Refugio Valley is the watershed of Refugio Creek, located between Pinole Ridge to the southwest and Franklin Ridge to the northeast.  The valleys of Refugio, Pinole and Rodeo  run generally northwest - southeast, at the feet of a series of low ridges descending into San Pablo Bay. These ridges are the northern extent of the Berkeley Hills, a defining geologic feature of the Bay Area. A few miles north of these ridges is the boundary between two major geomorphic provinces of California: the Coast Range meets the Great Valley.  

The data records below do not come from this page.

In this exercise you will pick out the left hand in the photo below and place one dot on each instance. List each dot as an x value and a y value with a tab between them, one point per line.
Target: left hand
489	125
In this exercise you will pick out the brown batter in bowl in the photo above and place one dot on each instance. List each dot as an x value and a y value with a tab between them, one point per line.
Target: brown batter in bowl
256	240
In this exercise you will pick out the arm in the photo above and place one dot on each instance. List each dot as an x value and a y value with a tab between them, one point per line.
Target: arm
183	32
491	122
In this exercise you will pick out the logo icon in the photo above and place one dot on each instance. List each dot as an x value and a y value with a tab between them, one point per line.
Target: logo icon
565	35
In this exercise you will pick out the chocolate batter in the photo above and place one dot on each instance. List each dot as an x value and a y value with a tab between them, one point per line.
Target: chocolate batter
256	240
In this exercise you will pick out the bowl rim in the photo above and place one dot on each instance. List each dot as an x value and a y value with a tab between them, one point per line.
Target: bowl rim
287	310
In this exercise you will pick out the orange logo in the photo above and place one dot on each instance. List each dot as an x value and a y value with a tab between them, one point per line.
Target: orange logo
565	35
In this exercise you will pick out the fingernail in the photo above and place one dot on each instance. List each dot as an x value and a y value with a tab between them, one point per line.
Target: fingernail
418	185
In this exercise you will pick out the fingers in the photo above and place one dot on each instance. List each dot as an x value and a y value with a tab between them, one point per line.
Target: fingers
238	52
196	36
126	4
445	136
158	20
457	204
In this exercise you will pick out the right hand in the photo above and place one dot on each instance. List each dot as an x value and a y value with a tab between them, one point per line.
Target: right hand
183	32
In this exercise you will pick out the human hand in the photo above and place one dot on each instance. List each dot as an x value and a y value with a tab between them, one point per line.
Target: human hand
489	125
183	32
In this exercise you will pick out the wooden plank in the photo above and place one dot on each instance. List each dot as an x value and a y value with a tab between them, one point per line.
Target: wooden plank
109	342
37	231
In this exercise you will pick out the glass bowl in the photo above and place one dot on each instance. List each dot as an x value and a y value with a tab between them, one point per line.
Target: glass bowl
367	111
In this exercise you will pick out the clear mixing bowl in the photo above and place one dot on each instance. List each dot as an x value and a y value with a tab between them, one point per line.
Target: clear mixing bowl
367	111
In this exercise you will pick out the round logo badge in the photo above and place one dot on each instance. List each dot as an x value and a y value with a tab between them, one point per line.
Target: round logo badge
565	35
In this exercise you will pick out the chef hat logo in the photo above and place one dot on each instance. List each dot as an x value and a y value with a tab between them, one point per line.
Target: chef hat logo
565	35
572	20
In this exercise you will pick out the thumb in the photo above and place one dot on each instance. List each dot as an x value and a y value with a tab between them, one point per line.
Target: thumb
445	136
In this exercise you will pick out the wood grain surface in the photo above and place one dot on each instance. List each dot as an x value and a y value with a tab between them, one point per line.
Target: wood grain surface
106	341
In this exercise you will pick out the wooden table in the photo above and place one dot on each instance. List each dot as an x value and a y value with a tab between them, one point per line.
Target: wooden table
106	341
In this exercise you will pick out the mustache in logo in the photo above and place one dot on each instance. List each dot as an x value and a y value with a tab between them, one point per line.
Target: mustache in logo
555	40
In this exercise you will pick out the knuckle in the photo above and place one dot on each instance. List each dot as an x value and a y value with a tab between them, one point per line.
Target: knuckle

The Berkeley Hills, with its three northern valleys, rose from the Pacific Ocean seafloor two million years ago. Almost all of Refugio Valley’s soils and rocks are Miocene shale, formed as sedimentary rock sixteen million years ago. In a few isolated places, rocks from other ages can be seen, such as older volcanic “Pinole tuff” and marine terraces of younger sedimentary rock. 

The San Francisco Bay region is located at a convergent boundary of tectonic plates. Its hills, valleys and waters were shaped by the collision of the North American and Pacific plates, which were driven by plutonic forces deep in the Earth 28 million years ago.